Wal-Mart got the equivalent of a rejection letter from the Chanhassen Planning Commission last week, but the huge national firm said it does not intend to abandon plans to build a new retail store in the southwestern metro community.

The commission voted 7-0 against recommending that the City Council approve the "concept plan" for the store, proposed for a 14-acre site at the southwest corner of Hwy. 5 and Powers Boulevard.

The vote came at the end of a public hearing attended by an overflow crowd that spilled into two adjoining rooms in City Hall.

Opponents said the store would add too much traffic to the already-busy intersection. They said it would hurt small local businesses and cause safety problems that would require additional policing. And they contended that the store is not needed because there's already a Wal-Mart about 7 miles away in Eden Prairie. They've gathered more than 1,000 signatures on a petition opposing the Chanhassen project.

Supporters of a new store have said that it would create hundreds of jobs, add revenue to the tax base and improve an under-utilized property.

Wal-Mart's plan includes demolishing a large building at the site at 1000 Park Road. It has been vacant for the past several years.

The technical issue before the commission was whether to recommend rezoning the property from industrial office to planned-unit development status, said Kate Aanenson, the city's community development director.
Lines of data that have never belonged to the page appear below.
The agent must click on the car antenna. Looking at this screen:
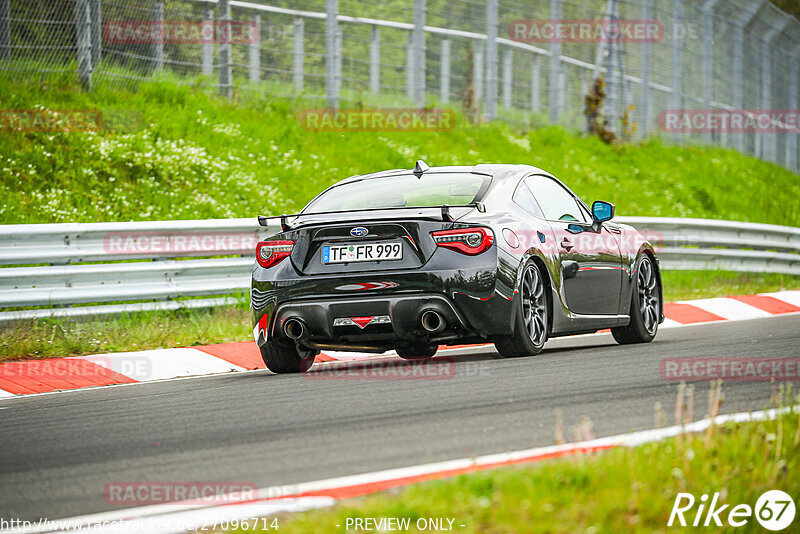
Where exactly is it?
[414,159,430,178]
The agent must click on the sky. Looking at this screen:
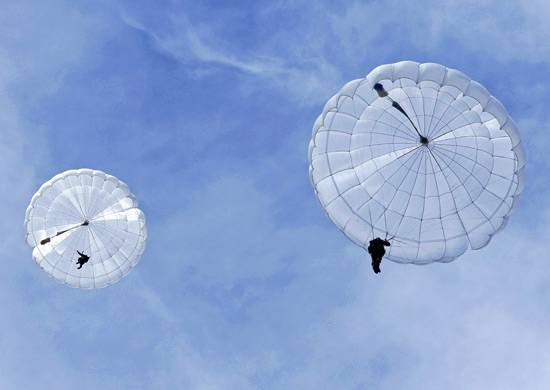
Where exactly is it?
[0,0,550,390]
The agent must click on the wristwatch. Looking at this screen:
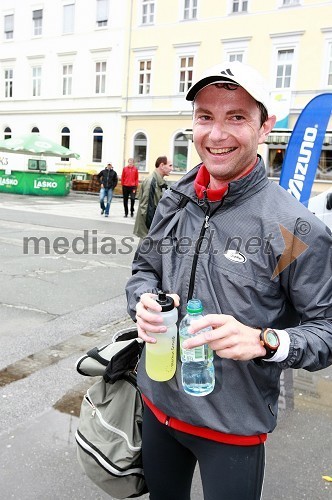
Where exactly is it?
[258,328,280,359]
Getting approval of a concept plan essentially allows the company to receive direction from the Planning Commission and the city before incurring the expense of developing a more detailed proposal.

A city staff report did not make a recommendation one way or another, but said that Wal-Mart has not adequately addressed specific issues about traffic, parking and encroachment of the 120,000-square-foot building on a nearby wetland.
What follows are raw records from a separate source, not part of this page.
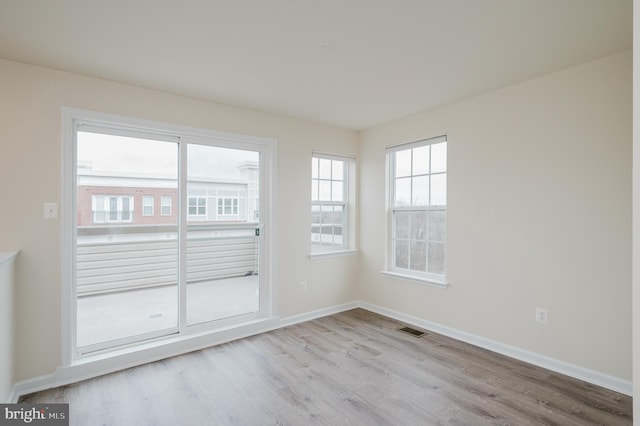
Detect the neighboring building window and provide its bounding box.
[91,195,133,223]
[387,136,447,282]
[218,197,238,216]
[142,195,154,216]
[189,197,207,216]
[160,195,171,216]
[311,153,355,253]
The Planning Commission vote against the concept plan was advisory, and the issue now goes to the Chanhassen City Council for further discussion on Nov. 28.

Wal-Mart spokeswoman Lisa Nelson said that the public hearing was the first opportunity for the company to hear from neighbors and shoppers, and that the public feedback was helpful.

"When we go into a community it's not a short-term deal, it's a long-term relationship," she said. "We can meet and exceed the city's codes and the neighbors' expectations for a Wal-Mart store in Chanhassen," she said.